In order to find new search techniques and evaluate whether users find them useful, Google says it has to store and analyze internet search logs. It offered this detailed explanation to the European Union.

“What do people click on? How does their behavior change when we change aspects of our algorithm,” Google says in a blog post to users. “Using data in the logs we can compare how well we’re doing now at finding useful information for you to how we did a year ago. If we don’t keep a history, we have no good way to evaluate our progress and make improvements.”

Yahoo also cited protecting users and its business partners from fraud.

Both search engines say that it helps them send the most appropriate advertising your way.

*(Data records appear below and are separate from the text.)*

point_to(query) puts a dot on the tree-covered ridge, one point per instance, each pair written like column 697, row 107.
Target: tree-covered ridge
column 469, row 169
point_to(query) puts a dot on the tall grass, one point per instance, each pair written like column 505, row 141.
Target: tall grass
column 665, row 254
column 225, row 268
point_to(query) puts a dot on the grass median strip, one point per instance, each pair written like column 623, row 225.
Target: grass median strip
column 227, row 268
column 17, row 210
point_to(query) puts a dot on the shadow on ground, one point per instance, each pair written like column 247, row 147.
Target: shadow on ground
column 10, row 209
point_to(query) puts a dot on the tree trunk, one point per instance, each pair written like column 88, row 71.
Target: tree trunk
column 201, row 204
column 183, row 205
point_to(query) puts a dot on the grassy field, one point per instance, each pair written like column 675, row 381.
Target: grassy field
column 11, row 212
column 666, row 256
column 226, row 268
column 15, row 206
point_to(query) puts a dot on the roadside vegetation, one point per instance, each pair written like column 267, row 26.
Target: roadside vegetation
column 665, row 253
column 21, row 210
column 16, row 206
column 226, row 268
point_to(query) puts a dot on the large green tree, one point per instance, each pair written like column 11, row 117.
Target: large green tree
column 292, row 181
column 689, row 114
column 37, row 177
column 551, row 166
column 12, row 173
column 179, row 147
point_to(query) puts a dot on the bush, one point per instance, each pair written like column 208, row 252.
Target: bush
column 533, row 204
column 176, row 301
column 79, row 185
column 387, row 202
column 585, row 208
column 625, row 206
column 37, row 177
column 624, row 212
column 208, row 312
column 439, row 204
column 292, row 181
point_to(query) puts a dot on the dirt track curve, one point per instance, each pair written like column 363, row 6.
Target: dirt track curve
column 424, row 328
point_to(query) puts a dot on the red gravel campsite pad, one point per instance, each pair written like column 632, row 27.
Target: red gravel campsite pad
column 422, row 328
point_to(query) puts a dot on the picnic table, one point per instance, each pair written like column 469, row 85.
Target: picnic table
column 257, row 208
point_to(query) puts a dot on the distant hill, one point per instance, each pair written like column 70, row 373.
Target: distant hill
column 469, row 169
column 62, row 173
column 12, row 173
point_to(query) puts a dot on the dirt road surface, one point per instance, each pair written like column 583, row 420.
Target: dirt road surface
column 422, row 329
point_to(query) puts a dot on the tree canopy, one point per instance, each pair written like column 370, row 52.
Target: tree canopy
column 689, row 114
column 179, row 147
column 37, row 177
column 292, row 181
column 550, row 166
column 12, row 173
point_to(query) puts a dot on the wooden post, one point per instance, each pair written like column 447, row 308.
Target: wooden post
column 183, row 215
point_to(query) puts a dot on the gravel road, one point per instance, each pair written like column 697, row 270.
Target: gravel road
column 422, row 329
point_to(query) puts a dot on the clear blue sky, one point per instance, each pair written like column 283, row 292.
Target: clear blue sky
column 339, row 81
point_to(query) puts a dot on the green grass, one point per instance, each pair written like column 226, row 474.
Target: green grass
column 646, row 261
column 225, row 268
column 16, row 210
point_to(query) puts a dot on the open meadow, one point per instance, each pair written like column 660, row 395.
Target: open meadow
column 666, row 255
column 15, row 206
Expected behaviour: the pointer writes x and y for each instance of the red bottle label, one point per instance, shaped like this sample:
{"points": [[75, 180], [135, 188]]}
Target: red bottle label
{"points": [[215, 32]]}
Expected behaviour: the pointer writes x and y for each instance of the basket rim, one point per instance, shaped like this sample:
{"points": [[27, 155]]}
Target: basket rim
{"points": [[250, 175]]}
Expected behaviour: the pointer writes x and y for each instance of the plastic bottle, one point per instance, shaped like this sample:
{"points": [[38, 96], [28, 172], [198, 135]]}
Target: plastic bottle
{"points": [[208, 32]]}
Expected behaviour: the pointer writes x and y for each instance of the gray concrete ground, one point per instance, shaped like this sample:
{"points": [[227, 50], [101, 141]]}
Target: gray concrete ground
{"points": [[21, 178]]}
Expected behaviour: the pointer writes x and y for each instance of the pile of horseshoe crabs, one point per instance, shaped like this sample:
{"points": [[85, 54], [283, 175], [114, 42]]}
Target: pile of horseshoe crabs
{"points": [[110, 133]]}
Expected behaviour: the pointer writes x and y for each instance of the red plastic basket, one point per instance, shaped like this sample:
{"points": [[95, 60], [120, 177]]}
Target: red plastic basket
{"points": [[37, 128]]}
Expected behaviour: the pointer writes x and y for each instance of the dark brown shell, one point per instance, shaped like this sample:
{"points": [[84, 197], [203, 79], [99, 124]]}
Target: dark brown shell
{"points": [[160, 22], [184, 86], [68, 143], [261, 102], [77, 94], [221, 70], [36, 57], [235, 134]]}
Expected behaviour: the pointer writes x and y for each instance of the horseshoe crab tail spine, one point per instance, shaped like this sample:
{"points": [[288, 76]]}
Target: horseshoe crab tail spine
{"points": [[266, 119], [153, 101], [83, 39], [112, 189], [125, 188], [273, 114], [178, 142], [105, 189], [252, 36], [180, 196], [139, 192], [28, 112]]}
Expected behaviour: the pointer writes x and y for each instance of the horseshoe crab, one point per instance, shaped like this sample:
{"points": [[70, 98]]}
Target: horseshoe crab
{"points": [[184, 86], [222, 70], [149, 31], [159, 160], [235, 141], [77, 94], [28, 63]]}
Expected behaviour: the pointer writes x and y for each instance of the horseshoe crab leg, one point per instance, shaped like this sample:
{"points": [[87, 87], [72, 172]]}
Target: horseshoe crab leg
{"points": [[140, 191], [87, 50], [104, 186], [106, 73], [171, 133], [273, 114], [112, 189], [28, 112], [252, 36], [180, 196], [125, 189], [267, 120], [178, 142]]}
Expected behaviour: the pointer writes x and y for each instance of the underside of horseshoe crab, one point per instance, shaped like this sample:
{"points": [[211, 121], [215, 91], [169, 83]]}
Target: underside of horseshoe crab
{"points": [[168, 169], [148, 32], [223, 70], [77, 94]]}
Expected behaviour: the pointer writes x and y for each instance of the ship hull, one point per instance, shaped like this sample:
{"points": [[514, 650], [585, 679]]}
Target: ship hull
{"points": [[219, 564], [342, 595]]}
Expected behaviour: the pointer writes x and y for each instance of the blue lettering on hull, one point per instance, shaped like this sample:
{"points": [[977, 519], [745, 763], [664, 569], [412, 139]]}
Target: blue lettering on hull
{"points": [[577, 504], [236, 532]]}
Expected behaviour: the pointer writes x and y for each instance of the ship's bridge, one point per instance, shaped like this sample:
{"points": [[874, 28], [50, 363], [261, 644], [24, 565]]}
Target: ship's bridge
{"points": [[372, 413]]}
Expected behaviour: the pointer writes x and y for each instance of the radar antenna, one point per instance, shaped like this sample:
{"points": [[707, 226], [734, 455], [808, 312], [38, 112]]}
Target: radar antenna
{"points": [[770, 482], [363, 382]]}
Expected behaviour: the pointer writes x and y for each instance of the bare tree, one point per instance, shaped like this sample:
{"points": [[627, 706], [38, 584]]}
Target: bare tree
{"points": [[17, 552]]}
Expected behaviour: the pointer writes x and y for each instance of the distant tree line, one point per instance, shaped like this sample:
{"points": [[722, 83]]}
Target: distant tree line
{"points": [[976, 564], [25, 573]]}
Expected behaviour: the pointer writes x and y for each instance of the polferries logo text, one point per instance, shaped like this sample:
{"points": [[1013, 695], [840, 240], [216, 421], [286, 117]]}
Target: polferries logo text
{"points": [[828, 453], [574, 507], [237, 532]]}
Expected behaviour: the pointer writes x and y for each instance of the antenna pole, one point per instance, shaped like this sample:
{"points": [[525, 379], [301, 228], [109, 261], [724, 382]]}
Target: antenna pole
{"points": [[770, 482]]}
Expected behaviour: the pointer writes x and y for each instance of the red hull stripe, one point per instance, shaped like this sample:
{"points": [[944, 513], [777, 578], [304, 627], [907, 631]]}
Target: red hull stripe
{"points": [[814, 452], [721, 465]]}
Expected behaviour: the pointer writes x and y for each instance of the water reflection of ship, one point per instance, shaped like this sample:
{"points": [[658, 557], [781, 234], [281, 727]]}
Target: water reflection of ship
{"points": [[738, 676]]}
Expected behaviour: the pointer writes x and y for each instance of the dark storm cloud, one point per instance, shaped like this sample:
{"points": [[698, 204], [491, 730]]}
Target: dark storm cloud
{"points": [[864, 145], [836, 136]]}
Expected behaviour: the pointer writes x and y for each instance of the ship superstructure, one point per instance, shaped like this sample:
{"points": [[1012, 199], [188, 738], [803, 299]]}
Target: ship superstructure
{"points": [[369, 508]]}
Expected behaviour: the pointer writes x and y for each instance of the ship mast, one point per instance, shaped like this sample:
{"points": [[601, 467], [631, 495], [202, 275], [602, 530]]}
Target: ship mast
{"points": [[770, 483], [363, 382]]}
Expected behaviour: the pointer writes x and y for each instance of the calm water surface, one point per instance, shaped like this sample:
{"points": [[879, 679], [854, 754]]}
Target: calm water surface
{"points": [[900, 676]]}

While each of the major search engines have policies in place to partially or completely delete the IDs from the search logs between 90 days and 9 months, what’s deleted, what remains and how it’s used differs.

Currently, Microsoft deletes the entire IP address while Google and Yahoo delete only the last eight bits. Assigned the internet service provider, the truncated IP address can identify the country, region and in some cases the city of a computer and the internet service provider.

Privacy advocates say deleting the last eight bits of information is inadequate.

At present, there is no agreement over what data should be erased and how these policy affect consumers. Though they delete all or part of an IP address, some search engines maintain other information that can be used to aggregate information and potentially identify users.